Paras Dogra

Personal information
- Born: 19 November 1984 (age 41) Palampur, Himachal Pradesh, India
- Batting: Right-handed
- Bowling: Legbreak
- Role: Batsman

Domestic team information
- 2001/02–2017/18: Himachal Pradesh
- 2010: Rajasthan Royals
- 2012: Kings XI Punjab
- 2013: Kolkata Knight Riders
- 2018/19–2023/24: Pondicherry
- 2024/25: Jammu & Kashmir

Career statistics
| Competition | FC | LA | T20 |
| Matches | 143 | 124 | 105 |
| Runs scored | 9,966 | 3,696 | 2,324 |
| Batting average | 48.37 | 41.52 | 27.66 |
| 100s/50s | 32/33 | 6/21 | 0/13 |
| Top score | 253 | 136* | 93* |
| Balls bowled | 868 | 37 | 1 |
| Wickets | 5 | 0 | 0 |
| Bowling average | 81.40 | – | – |
| 5 wickets in innings | 0 | – | – |
| 10 wickets in match | 0 | – | – |
| Best bowling | 1/14 | – | – |
| Catches/stumpings | 173/– | 74/– | 64/– |
- Source: ESPNcricinfo, 12 February 2025

= Paras Dogra =

Indian cricketer (born 1984)

Paras Dogra (born 19 November 1984) is an Indian cricketer who has played first-class cricket since 2001. He is a right-handed batsman.

==Career==
In November 2015, Dogra equalled the record of double centuries scored in the Ranji Trophy when he scored his seventh score of 200 runs or more.

For most of his career he played for Himachal Pradesh in the Ranji Trophy.
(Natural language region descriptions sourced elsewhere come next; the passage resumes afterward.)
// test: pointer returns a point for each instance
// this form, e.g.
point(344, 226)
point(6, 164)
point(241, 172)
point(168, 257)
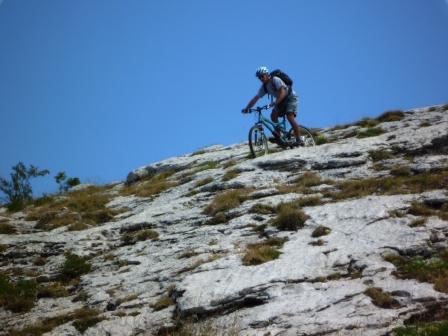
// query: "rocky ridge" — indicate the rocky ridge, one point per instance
point(194, 269)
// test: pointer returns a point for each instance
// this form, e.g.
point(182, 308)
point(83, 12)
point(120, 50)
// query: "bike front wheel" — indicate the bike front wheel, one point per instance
point(258, 143)
point(305, 135)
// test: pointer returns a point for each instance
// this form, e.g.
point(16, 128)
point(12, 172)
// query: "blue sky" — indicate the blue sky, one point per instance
point(97, 88)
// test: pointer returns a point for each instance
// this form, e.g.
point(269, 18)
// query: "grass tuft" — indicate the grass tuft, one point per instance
point(73, 267)
point(321, 231)
point(226, 200)
point(152, 187)
point(394, 115)
point(289, 218)
point(17, 296)
point(263, 251)
point(382, 299)
point(369, 132)
point(433, 270)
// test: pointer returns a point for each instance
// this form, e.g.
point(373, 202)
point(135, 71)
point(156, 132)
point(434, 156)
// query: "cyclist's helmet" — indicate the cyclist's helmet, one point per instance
point(262, 71)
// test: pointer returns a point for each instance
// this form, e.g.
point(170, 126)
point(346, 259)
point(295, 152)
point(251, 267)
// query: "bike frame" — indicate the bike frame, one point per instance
point(269, 124)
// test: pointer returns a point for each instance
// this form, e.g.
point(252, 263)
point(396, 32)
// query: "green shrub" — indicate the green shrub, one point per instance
point(400, 171)
point(380, 154)
point(369, 132)
point(6, 228)
point(82, 319)
point(231, 174)
point(86, 318)
point(321, 139)
point(65, 183)
point(367, 122)
point(395, 115)
point(321, 231)
point(263, 209)
point(17, 296)
point(55, 290)
point(433, 270)
point(18, 190)
point(73, 267)
point(79, 209)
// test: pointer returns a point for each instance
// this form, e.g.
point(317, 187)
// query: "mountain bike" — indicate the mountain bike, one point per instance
point(258, 142)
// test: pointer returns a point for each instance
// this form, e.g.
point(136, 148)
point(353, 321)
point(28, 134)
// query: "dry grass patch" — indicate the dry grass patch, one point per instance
point(433, 270)
point(263, 209)
point(263, 251)
point(79, 209)
point(19, 296)
point(439, 328)
point(394, 115)
point(203, 182)
point(132, 238)
point(423, 209)
point(151, 187)
point(309, 201)
point(321, 231)
point(418, 222)
point(82, 320)
point(226, 200)
point(231, 174)
point(321, 139)
point(302, 184)
point(200, 262)
point(6, 228)
point(382, 299)
point(163, 302)
point(55, 290)
point(390, 185)
point(380, 154)
point(204, 328)
point(367, 122)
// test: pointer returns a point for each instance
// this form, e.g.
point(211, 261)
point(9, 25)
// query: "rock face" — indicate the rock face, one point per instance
point(218, 201)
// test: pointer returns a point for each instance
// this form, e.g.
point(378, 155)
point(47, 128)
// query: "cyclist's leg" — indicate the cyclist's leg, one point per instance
point(291, 114)
point(292, 120)
point(274, 118)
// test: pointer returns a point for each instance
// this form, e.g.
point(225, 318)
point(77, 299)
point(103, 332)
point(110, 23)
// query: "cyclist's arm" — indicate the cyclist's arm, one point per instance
point(252, 102)
point(281, 95)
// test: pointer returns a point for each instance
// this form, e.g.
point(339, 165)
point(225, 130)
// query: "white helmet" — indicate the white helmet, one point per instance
point(262, 71)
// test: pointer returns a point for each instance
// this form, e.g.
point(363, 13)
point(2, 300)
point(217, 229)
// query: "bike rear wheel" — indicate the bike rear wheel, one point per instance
point(258, 143)
point(305, 135)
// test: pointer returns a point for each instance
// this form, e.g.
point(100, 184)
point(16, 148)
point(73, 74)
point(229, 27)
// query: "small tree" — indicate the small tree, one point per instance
point(64, 182)
point(18, 190)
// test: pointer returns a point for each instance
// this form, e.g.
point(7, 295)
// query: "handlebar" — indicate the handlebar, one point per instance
point(258, 108)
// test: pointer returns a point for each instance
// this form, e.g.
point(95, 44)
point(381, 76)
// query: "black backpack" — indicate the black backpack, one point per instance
point(284, 77)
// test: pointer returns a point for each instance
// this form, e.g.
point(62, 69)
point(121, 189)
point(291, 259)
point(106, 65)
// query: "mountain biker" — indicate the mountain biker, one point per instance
point(285, 102)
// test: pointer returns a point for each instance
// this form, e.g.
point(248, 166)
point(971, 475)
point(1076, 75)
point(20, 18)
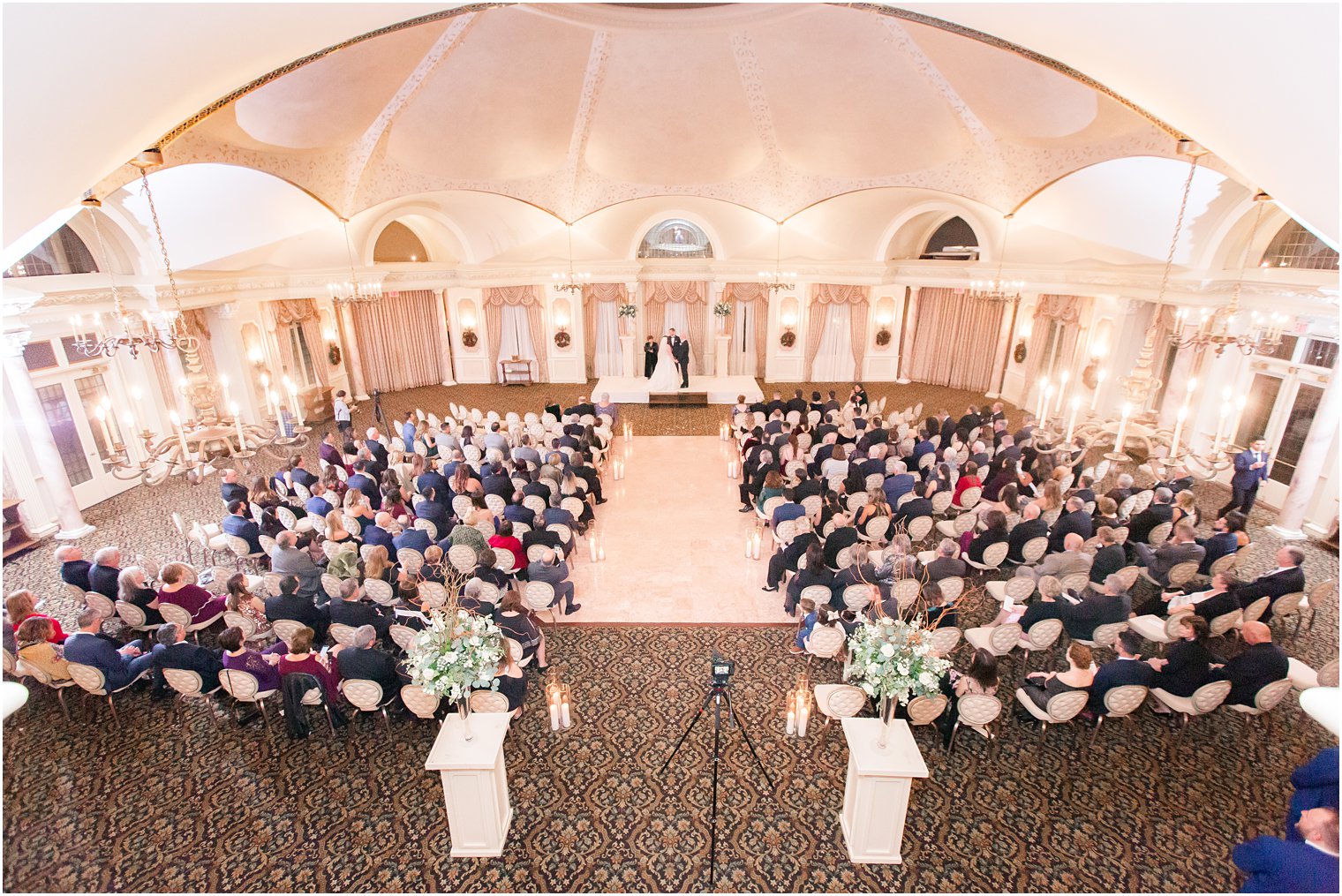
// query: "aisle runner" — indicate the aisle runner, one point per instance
point(674, 542)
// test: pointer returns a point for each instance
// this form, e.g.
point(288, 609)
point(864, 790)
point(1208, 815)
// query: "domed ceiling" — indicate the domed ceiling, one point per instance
point(577, 108)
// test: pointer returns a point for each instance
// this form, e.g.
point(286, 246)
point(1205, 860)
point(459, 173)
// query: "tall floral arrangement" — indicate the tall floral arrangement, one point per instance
point(892, 659)
point(456, 653)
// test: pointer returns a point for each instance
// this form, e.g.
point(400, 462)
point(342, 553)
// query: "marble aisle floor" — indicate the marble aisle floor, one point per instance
point(674, 541)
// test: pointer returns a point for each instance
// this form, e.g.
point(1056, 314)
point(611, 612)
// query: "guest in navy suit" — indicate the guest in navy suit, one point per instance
point(120, 666)
point(1125, 669)
point(177, 653)
point(1274, 865)
point(237, 523)
point(1249, 471)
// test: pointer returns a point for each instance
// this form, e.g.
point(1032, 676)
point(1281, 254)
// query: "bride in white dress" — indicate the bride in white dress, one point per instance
point(666, 377)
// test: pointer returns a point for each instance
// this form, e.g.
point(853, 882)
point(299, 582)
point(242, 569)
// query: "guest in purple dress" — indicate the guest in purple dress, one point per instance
point(178, 589)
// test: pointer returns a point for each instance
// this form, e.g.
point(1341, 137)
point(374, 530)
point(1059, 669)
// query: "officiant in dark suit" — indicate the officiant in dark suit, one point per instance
point(650, 357)
point(681, 351)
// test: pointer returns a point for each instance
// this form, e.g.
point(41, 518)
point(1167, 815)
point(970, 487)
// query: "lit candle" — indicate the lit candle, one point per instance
point(1122, 428)
point(1099, 381)
point(237, 424)
point(181, 435)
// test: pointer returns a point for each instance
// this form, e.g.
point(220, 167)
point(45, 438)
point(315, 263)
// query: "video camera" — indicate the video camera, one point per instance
point(722, 669)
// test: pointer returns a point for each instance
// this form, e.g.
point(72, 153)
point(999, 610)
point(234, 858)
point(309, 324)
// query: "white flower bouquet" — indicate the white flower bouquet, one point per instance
point(893, 659)
point(454, 655)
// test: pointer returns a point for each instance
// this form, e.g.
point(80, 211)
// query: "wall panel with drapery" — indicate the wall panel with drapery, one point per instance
point(749, 328)
point(399, 340)
point(516, 326)
point(601, 328)
point(1053, 335)
point(956, 340)
point(283, 315)
point(679, 305)
point(836, 330)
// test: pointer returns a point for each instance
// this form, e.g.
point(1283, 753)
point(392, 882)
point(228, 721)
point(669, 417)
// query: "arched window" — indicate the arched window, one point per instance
point(954, 239)
point(397, 243)
point(62, 252)
point(675, 239)
point(1297, 247)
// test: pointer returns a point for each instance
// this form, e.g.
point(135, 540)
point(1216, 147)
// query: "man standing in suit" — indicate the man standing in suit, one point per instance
point(177, 653)
point(554, 572)
point(1259, 664)
point(1285, 578)
point(1181, 549)
point(1127, 668)
point(118, 666)
point(1249, 471)
point(1074, 522)
point(650, 357)
point(289, 560)
point(1275, 865)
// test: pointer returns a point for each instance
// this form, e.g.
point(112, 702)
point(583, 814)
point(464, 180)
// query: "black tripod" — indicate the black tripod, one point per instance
point(718, 694)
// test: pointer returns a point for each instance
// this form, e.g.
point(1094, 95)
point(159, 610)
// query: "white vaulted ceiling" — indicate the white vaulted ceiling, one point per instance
point(577, 108)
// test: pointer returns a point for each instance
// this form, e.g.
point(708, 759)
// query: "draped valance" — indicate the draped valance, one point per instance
point(500, 296)
point(604, 291)
point(688, 291)
point(293, 310)
point(839, 294)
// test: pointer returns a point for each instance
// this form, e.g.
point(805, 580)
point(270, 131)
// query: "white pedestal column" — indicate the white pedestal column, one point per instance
point(1308, 469)
point(720, 356)
point(875, 794)
point(33, 420)
point(627, 356)
point(474, 782)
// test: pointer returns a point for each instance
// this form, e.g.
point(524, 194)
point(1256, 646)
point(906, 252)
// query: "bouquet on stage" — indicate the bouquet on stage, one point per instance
point(893, 661)
point(456, 653)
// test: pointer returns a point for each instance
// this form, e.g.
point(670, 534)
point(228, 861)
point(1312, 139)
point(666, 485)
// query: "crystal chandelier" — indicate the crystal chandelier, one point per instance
point(570, 281)
point(777, 279)
point(1213, 330)
point(352, 291)
point(125, 329)
point(999, 289)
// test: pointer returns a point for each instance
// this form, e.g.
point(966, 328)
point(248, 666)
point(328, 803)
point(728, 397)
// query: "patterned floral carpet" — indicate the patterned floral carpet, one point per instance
point(181, 806)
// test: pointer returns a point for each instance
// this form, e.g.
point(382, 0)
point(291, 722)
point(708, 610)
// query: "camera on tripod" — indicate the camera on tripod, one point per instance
point(722, 669)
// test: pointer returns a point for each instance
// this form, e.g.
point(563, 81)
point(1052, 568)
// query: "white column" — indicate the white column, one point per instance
point(1308, 469)
point(356, 365)
point(34, 423)
point(444, 338)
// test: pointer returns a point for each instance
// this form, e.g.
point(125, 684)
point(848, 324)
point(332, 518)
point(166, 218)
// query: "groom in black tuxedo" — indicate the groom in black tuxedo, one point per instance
point(681, 351)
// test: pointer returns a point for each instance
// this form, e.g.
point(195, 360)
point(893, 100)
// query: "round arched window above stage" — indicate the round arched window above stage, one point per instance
point(675, 239)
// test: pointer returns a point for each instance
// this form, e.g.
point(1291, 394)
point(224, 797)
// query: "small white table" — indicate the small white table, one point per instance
point(474, 784)
point(875, 794)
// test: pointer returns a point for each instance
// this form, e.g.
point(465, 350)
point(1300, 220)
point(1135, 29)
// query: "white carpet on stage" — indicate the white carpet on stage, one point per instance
point(722, 390)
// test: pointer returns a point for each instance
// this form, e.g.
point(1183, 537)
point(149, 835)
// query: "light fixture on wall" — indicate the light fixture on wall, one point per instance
point(570, 281)
point(1213, 330)
point(777, 279)
point(352, 291)
point(999, 289)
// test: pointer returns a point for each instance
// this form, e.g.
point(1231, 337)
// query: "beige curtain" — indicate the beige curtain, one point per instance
point(591, 296)
point(827, 294)
point(694, 294)
point(399, 341)
point(495, 298)
point(755, 297)
point(1067, 310)
point(954, 340)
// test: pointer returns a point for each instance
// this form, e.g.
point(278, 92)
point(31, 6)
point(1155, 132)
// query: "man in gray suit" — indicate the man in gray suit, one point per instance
point(554, 572)
point(1181, 549)
point(289, 560)
point(1070, 560)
In the Indian Premier League, he has played for Rajasthan Royals, Kings XI Punjab and Kolkata Knight Riders. Ahead of the 2018–19 Ranji Trophy, he transferred from Himachal Pradesh to Puducherry. He was the leading run-scorer for Puducherry in the 2018–19 Vijay Hazare Trophy, with 257 runs in six matches.

In November 2018, Dogra became the first batsman for Puducherry to score a century in the Ranji Trophy. The following month, he scored 253 from 244 balls against Sikkim. It was his eighth double century, the most by a batsman in the Ranji Trophy. He was the leading run-scorer for Puducherry in the 2018–19 Ranji Trophy, with 729 runs in eight matches.

In February 28, he lifted the Ranjit Trophy captaining for J&K team at the same venue where he made his debut playing for India A, scripting a record history for himself and his team.